John Caher in the New York Law Journal discusses the views of Benjamin Cardozo on assumption of risk:

Assumption of risk in cases arising from athletic or recreational activities is a principle that has been part of New York law at least since 1929, when in Murphy v. Steeplechase Amusement Co., 250 NY 479, Chief Judge Benjamin N. Cardozo said that one who “takes part in … sport accepts the dangers that inhere in it so far as they are obvious and necessary.” That case involved a plaintiff who fell from an amusement park ride called “The Flopper” and suffered a leg injury.

“Nothing happened to the plaintiff except what common experience tells us may happen at any time as the consequence of a sudden fall,” Cardozo wrote in reversing the Appellate Division, 1st Department. “Many a skater or a horseman can rehearse a tale of equal woe… . One might as well say that a skating rink should be abandoned because skaters sometimes fall.” He added: “The timorous may stay at home.”

(“Panel Rules Hurt Olympic Skater Assumed ‘Inherent Risk’ of Sport”, May 1). Declarations and Exclusions (Apr. 7) and Rick Karcher (May 22) have more on some recent assumption-of-risk cases in California, including a 6-1 decision by the state’s high court ruling that a college baseball player could not sue over a “bean ball”. See Mike McKee, “Calif. Supreme Court: Ballplayer Can’t Sue for Bean Ball”, The Recorder, Apr. 10.
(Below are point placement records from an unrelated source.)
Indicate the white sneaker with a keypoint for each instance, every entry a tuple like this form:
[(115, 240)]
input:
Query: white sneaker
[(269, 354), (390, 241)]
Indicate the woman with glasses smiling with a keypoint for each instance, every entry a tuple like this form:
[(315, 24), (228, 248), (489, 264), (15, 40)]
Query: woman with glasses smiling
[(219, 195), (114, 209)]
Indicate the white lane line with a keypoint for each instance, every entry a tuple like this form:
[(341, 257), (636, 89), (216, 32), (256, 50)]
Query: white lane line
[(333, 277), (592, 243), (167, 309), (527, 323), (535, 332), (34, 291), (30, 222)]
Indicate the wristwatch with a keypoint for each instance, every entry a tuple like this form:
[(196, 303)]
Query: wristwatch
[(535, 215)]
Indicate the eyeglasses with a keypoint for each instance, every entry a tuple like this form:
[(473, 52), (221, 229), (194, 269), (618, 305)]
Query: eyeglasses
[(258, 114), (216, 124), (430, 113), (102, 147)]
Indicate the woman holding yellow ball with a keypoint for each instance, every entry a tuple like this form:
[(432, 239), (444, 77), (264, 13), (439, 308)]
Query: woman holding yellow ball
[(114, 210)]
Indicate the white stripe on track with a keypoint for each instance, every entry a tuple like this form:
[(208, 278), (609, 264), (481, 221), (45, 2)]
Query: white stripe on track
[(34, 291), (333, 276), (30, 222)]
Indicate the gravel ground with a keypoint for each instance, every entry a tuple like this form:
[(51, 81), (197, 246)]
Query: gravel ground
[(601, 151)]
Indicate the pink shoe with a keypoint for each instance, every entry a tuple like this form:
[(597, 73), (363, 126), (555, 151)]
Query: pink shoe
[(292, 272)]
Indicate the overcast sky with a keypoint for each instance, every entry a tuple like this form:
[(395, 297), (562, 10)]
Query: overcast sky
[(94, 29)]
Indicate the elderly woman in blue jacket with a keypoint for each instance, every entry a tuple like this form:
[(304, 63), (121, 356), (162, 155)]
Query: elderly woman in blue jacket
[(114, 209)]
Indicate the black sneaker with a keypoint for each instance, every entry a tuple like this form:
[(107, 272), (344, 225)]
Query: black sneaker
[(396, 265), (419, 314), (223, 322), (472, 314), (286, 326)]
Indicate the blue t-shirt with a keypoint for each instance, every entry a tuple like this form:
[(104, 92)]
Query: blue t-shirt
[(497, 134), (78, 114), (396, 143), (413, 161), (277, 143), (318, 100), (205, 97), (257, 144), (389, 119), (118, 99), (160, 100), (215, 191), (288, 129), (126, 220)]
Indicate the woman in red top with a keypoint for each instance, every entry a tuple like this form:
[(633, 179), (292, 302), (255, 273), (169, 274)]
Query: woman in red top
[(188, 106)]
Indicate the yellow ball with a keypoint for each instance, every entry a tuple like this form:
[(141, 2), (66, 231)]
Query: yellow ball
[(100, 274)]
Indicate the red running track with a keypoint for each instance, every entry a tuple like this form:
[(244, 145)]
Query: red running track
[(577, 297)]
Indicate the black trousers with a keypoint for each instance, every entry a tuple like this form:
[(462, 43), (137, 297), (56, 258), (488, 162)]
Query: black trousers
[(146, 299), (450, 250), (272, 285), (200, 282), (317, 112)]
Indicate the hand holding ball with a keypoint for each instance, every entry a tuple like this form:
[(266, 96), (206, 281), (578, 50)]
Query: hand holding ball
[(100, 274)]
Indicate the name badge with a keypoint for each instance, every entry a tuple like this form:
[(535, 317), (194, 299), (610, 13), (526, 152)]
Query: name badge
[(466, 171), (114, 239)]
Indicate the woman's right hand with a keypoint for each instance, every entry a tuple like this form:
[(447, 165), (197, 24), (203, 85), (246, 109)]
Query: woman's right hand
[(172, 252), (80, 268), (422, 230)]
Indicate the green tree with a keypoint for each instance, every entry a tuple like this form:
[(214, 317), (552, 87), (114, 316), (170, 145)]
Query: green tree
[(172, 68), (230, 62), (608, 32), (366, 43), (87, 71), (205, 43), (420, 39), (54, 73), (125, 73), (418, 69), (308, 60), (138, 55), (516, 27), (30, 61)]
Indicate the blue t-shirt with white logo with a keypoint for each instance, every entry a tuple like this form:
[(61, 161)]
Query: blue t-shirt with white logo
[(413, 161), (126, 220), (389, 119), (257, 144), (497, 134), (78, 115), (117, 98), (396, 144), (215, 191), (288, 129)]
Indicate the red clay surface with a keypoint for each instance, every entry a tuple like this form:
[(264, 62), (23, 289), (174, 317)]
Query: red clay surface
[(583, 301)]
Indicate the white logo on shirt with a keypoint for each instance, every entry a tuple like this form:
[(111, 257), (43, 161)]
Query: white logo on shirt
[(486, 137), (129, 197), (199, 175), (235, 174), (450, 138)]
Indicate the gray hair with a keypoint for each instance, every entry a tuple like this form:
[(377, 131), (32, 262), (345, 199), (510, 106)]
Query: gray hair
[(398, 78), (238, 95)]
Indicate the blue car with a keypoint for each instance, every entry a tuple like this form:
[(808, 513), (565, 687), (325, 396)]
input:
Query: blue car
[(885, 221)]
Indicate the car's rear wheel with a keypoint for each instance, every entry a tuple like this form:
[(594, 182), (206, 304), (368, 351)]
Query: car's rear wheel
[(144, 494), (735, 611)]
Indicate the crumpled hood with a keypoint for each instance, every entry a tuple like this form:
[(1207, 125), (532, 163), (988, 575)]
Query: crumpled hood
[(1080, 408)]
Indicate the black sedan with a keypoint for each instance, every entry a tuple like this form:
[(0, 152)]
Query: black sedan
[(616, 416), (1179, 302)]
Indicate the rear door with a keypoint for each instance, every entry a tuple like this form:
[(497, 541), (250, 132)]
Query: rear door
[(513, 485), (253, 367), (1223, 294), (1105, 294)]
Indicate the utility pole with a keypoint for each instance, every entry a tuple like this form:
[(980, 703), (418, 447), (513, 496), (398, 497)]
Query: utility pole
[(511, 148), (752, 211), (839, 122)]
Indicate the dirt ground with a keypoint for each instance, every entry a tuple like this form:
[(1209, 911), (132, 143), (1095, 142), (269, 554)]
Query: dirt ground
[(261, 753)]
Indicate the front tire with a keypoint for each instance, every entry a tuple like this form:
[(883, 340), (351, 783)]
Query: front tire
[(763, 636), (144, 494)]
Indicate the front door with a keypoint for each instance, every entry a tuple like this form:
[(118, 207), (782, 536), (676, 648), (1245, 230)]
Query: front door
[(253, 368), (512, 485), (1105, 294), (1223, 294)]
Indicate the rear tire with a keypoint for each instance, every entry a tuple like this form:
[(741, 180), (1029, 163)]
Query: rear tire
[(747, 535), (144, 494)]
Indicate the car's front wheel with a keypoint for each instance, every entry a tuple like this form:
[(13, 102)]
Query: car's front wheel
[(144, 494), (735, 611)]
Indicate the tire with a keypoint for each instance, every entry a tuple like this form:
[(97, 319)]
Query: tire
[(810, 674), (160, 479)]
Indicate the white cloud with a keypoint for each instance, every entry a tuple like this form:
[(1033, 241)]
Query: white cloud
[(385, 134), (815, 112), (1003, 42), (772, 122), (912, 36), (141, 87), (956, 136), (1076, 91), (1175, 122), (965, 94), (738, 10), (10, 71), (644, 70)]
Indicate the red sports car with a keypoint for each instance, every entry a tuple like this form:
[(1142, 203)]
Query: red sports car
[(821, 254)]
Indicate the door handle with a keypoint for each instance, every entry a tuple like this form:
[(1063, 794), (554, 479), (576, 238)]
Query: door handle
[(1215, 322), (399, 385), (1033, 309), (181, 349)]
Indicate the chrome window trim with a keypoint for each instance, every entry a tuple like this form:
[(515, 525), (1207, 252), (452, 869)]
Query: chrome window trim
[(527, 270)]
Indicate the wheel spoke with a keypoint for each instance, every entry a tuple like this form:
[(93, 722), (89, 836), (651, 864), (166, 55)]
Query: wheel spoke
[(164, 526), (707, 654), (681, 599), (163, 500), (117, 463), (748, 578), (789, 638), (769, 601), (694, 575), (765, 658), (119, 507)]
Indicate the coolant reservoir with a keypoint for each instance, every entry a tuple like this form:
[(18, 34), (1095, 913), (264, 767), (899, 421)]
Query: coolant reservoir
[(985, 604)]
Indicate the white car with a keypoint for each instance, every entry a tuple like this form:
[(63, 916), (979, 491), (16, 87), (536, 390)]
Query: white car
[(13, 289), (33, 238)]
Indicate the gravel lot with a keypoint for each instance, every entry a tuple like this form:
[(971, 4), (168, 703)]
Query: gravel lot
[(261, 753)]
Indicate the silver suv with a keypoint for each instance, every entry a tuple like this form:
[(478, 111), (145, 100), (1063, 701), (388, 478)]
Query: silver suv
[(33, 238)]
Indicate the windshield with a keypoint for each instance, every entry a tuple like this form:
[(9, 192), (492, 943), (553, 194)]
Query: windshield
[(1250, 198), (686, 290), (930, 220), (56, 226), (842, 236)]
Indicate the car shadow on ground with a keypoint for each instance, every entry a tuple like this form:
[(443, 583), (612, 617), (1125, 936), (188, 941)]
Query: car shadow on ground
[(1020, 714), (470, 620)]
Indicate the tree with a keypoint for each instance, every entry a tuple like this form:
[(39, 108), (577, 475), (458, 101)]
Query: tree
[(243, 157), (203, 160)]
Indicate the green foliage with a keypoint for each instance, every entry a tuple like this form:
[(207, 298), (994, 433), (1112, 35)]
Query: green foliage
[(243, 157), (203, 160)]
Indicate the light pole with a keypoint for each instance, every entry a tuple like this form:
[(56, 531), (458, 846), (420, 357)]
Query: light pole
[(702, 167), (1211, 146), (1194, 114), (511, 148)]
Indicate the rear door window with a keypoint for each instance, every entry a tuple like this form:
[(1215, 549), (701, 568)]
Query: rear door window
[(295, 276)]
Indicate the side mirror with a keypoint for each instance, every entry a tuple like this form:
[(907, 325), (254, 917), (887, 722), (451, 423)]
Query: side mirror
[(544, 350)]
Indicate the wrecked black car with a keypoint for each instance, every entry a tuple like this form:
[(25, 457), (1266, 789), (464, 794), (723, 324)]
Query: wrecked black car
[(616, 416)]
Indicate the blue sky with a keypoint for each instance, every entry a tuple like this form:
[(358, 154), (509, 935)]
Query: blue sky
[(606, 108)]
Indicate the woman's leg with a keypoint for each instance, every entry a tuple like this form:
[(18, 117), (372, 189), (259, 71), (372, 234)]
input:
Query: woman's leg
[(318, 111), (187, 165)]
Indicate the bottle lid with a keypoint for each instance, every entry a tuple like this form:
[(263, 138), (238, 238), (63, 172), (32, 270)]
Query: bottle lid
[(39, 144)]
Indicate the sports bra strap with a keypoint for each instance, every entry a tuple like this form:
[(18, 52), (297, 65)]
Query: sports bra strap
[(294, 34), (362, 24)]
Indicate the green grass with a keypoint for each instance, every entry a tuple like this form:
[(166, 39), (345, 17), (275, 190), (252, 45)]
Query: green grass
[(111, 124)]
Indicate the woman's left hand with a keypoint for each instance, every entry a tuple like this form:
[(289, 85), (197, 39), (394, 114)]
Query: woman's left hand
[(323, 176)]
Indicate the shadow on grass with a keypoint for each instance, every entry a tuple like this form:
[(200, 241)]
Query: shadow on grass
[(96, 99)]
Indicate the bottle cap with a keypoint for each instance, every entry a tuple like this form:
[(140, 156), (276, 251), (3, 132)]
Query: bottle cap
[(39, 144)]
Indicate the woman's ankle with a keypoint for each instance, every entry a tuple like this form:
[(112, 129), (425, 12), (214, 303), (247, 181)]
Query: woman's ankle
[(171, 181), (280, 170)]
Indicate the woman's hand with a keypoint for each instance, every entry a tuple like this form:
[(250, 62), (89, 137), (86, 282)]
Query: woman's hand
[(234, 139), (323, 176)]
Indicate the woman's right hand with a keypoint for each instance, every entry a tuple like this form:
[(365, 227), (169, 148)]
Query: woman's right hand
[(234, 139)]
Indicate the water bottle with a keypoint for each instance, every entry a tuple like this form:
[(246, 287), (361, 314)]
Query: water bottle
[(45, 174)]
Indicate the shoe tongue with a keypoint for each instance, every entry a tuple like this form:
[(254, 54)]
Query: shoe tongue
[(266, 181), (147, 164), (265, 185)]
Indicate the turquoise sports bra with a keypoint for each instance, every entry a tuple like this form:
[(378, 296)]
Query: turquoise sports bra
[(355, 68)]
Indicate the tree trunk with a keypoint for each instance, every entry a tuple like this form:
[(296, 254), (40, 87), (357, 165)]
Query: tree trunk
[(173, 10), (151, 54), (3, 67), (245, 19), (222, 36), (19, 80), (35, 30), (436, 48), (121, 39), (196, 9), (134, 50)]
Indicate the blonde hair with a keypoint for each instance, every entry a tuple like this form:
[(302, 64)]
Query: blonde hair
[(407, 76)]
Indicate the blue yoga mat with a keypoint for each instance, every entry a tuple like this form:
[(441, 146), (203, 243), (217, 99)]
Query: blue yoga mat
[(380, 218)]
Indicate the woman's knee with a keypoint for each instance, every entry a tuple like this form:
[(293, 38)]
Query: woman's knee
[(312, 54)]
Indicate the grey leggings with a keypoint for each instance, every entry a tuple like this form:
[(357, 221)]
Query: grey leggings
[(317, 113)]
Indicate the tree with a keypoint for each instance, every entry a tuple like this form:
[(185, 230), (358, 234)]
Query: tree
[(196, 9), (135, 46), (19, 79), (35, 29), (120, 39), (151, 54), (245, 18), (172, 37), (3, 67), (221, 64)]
UK: Danger! Palm trees ahead!

“Palm trees along the seafront at Torbay have been emblematic of the English Riviera for decades. Now they have become emblematic of the modern obsession with health and safety. Council officials have written to the chamber of trade saying the trees are a potential hazard because their sharp leaves could cause injuries to eyes or faces.” (Richard Savill, “Palm tree ahead danger”, The Telegraph, Jun. 10; Steven Morris, “Keep dangerous palms off the street, Torbay told”, The Guardian, Jun. 10)(& Sense Is Not Common).